Patience is a virtue, and when the album did arrive, it was met with fantastic reviews. Writing for NZ Musician, Amanda Mills described The War on Peace of Mind as “an album to return to repeatedly,” praising the work as “consistent, timeless and genre-less, bearing the mark of a gifted songwriter.”
In a similar vein, 13th Floor called it “masterful,” adding “it courses across stark realities of today, love, loss, and change. Innovative and varied there are guitars, at times heavy, at times refrained, it’s alt-folk, it’s rock, there are pop sensibilities but above all, it’s Swann at her very best. Wings spread and soaring.”
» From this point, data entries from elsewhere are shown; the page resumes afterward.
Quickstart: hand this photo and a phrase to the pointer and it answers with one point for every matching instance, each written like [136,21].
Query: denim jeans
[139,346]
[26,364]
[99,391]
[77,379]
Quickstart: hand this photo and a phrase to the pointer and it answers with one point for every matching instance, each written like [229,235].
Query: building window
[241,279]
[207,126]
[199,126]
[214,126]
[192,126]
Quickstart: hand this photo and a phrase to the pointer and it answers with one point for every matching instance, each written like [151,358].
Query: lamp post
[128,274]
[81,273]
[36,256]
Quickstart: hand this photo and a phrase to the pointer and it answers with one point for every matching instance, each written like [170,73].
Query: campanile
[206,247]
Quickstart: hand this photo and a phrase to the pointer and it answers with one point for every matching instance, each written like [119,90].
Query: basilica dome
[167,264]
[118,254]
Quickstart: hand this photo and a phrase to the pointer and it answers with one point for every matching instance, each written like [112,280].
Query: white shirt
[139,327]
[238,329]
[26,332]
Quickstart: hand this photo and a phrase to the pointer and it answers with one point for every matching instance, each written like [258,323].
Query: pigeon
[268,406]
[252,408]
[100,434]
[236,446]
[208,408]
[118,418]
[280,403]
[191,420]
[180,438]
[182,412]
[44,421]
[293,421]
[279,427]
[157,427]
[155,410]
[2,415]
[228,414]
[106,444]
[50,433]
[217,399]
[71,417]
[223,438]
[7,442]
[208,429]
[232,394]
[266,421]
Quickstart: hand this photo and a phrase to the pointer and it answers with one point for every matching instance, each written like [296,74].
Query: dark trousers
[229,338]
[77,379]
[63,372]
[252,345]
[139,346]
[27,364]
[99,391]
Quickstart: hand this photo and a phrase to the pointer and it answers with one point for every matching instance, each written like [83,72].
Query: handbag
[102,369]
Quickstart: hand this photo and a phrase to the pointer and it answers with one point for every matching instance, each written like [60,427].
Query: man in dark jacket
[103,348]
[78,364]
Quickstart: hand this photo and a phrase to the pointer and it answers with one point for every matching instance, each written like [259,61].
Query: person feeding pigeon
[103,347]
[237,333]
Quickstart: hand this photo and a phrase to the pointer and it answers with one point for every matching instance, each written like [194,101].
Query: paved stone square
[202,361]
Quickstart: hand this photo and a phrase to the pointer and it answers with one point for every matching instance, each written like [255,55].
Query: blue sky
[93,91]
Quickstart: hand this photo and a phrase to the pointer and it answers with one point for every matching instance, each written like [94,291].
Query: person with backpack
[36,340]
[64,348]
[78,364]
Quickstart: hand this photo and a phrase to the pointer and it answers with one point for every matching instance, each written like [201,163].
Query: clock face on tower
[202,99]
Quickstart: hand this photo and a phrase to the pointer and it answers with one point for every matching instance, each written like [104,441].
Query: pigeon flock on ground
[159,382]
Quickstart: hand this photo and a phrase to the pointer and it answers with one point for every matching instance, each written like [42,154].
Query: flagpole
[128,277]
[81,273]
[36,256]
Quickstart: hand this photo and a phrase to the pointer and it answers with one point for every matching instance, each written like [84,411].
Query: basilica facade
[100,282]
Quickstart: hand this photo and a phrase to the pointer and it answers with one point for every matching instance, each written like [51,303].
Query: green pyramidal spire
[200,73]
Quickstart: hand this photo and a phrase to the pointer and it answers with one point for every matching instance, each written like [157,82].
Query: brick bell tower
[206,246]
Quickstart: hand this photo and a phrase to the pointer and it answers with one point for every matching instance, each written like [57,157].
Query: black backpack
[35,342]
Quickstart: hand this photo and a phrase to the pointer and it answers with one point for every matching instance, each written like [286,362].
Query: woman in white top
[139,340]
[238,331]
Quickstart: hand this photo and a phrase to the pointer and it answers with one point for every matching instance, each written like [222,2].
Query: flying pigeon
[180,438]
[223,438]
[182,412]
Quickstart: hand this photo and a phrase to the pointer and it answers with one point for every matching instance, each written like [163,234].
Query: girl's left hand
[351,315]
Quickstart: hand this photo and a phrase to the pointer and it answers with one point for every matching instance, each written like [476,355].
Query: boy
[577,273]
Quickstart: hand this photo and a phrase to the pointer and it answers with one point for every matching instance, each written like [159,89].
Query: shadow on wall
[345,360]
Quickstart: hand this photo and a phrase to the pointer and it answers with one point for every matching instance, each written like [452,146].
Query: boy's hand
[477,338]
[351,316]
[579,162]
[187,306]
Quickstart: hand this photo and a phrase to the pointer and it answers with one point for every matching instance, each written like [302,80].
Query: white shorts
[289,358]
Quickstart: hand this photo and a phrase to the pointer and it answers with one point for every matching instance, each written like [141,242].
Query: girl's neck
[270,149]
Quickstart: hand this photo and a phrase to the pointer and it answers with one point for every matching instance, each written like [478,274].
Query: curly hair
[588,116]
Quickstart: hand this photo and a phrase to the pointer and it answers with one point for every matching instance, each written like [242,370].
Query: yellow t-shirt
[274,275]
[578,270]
Both reviews noted how Swann’s songwriting craft is palpable – an ode to her long and prolific career. For her, the concept of having been around the block can be a double-edged sword in this industry. “As an older woman you do get the attitude that, ‘You’re still doing it, that’s so amazing’. It’s so patronising. I even had someone pat me on the shoulder and say that,” Swann says to Reid for Elsewhere. “Honestly, I’ve gone into this with no expectations. I’ve become more and more like that. It’s to do with the age I am.”
Swann’s live slate is characteristically busy in 2021, with her and the band getting ready to perform album release shows in Auckland and Northland in May, before Swann joins Greg Johnson as support on his nationwide tour. These shows follow Swann’s successful stint in the art of cover songs, having toured with an ensemble of local artists for the Live Rust show (a celebration of Neil Young’s iconic album) and joining Reb Fountain for a song at the Auckland Town Hall, for The Boy Next Door, Fountain’s tribute to Nick Cave.